После завтрака мы все, кроме тетушки, занятой хозяйственными распоряжениями во внутренних комнатах, собрались в гостиной и толковали о предстоявшей прогулке.
— А вы, маменька, с нами? — спросила Лиза Марью Ивановну.
— Ну нет; ведь это далеко, я устану, — отозвалась Марья Ивановна, — да и шутка ли забраться туда сейчас после обеда.
— Вы приезжайте после, в экипаже Данарова, вместе с чаем и другими припасами.
— Мы едем в Заказ! — сказала я весело входящему Мите.
— И я с вами, — отвечал он.
— Да уж как тебе не с нами! — вмешалась Лиза. — Генечка идет, а ты останешься, возможно ли это?
— Сестра! ты опять! — сказал он почти грозно. Это обратило на него общее внимание; Лизу поддерживали Федор Матвеевич и брат его. Один только Данаров не преследовал Митю. Он сидел молча и задумчиво чертил карандашом по листу бумаги.
— Вы рисуете? — спросила я его.
— Когда-то рисовал, только очень давно.
— Нарисуйте что-нибудь.
Он взял чистый лист и в непродолжительном времени искусною рукой набросан был ландшафт: по крутому берегу, кое-где усеянному мелким ельником, вилась дорога; вдали, на возвышенности, виднелись крыши строений, из которых резко выдавался большой барский дом с полуразрушенным бельведером. Данаров сумел дать особенный запустелый вид этому зданию. Оно стояло в тени. Ни струйки дыма из белых труб его, тогда как другие домики топились, и свет падал на их окна.
Между тем, пока рисунок переходил из рук в руки, на другом листе бумаги под карандашом Данарова явилось смеющееся лицо Марьи Ивановны. Сходство было разительное.
— У вас талант, Николай Михайлович, — сказала я, подходя к нему, — и вы…
— Что я? — подхватил он, — зарыл его в землю?.. До таланта далеко. Талант подавит все мелочные желания, все фальшивые стремления и увлечет человека к его назначению, даже против всех усилий его воли… Талант — то же, что страсть, неудержимая, неодолимая!..

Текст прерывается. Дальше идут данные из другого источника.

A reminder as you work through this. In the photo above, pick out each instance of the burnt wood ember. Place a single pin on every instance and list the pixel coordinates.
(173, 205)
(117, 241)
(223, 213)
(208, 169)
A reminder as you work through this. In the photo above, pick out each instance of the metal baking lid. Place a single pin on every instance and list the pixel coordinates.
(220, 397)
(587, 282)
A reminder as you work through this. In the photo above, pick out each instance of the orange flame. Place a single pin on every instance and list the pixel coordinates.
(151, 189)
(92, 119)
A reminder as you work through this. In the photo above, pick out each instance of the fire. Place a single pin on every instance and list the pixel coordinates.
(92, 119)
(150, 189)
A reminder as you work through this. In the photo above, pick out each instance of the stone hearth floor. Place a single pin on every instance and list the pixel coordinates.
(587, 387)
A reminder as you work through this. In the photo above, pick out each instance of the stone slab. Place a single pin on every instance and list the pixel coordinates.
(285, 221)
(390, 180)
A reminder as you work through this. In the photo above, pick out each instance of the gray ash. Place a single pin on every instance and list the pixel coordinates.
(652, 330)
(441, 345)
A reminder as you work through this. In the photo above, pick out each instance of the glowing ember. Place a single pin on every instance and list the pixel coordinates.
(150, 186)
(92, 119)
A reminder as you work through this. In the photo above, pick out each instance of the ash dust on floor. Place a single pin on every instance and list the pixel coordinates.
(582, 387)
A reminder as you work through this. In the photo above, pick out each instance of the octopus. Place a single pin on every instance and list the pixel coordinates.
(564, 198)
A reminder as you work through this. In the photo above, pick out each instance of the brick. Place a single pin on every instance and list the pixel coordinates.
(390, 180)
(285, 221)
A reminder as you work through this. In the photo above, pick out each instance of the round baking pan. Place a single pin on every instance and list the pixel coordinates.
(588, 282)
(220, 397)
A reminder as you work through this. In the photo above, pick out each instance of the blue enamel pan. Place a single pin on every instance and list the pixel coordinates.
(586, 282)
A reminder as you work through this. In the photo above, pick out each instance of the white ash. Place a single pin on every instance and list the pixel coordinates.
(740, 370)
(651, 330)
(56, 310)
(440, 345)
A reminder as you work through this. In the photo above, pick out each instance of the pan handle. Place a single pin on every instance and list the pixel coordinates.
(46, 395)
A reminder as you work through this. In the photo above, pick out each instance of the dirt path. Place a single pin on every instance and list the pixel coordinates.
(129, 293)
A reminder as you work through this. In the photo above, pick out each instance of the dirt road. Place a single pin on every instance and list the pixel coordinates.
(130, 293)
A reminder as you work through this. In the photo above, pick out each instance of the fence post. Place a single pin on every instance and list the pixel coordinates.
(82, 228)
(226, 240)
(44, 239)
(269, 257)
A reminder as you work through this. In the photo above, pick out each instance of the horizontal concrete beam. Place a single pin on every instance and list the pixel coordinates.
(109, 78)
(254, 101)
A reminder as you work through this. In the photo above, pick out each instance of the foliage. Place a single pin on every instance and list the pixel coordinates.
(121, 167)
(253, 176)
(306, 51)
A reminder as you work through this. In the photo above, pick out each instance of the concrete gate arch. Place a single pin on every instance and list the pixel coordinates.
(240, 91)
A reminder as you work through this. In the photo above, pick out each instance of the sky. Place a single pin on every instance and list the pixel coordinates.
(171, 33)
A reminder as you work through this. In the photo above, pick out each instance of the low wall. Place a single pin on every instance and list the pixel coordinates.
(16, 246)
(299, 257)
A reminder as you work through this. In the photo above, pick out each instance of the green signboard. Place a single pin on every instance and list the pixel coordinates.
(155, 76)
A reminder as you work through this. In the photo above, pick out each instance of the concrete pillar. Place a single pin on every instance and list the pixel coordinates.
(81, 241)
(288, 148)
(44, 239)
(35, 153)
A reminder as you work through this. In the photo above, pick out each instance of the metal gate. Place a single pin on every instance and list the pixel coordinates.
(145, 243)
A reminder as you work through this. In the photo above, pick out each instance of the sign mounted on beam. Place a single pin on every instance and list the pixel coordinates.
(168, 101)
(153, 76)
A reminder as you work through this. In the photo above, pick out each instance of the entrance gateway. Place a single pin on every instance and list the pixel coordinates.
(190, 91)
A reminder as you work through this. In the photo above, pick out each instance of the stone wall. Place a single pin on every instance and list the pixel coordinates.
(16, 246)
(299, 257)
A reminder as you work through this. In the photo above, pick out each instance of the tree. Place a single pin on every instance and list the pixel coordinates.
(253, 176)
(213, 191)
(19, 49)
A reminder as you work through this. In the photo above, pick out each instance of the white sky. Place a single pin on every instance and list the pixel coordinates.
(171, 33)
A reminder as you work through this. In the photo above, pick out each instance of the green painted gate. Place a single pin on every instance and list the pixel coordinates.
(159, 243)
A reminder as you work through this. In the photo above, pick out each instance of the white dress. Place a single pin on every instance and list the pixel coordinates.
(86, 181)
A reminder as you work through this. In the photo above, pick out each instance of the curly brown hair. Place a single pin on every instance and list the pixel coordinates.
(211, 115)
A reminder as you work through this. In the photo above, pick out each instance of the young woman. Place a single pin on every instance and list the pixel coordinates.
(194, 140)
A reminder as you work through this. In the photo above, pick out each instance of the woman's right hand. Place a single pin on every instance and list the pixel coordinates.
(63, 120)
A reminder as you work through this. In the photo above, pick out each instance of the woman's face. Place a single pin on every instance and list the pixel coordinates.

— Неужели вы думаете, что страсть не может быть уничтожена ни силою воли, ни обстоятельствами? А время? Разве не ослабляет оно всего? притом же у судьбы есть такие средства, против которых не устоит никакая страсть. Замучит человека, исколет булавками, если не сладит с ним большое горе.
— Что вы называете большим горем?
— Те бури жизни, которые набегают на вас мгновенно и шумно; потери, несчастья, которых не нужно ни таить, ни объяснять, в которых всякий принимает участие, где нет места ни обвинению, ни суду людскому.
— А все прочее, по-вашему, малое горе?
— Малое в отношении к людскому участию.
— Да стоит ли хлопотать о нем? Разве не довольно с нас участия того, кого мы любим, кто понимает нас? Я знаю, что заставить друга погоревать, пострадать нашим горем доставляет хотя горькую, но высокую отраду… По степени этого страдания узнается сила его любви… Вот отчего мне тяжело твое веселье; вот отчего я мучу тебя моими сомнениями… — продолжал он вполголоса, заметив, что нас не слушают. — Я желал бы сделать тебя счастливою только моим счастьем; но думать, что ты обойдешься без меня, эта мысль давит меня!..
— Друг мой! ты можешь быть доволен: мое счастье связано с твоим, мое спокойствие улетело…
— О моя милая, не обвиняй меня! у меня вся надежда на силу любви твоей, и эта надежда кажется мне обманчивою!.. Ты опутана такими крепкими сетями ложных поня-тий; я боюсь, что страх людского суда вскоре станет между нами неодолимою преградой.
Вместо ответа я посмотрела на него с тоской, желая понять все, что казалось мне в любви его темным и загадочным…
— Неужели ты не веришь? — продолжал он с каким-то отчаянием.
— Чему должна я верить?
— Тому, что живет здесь, в моем сердце — любви моей, Генечка!
— А что же, если не это, дает мне силы выносить тяжелые минуты безнадежности?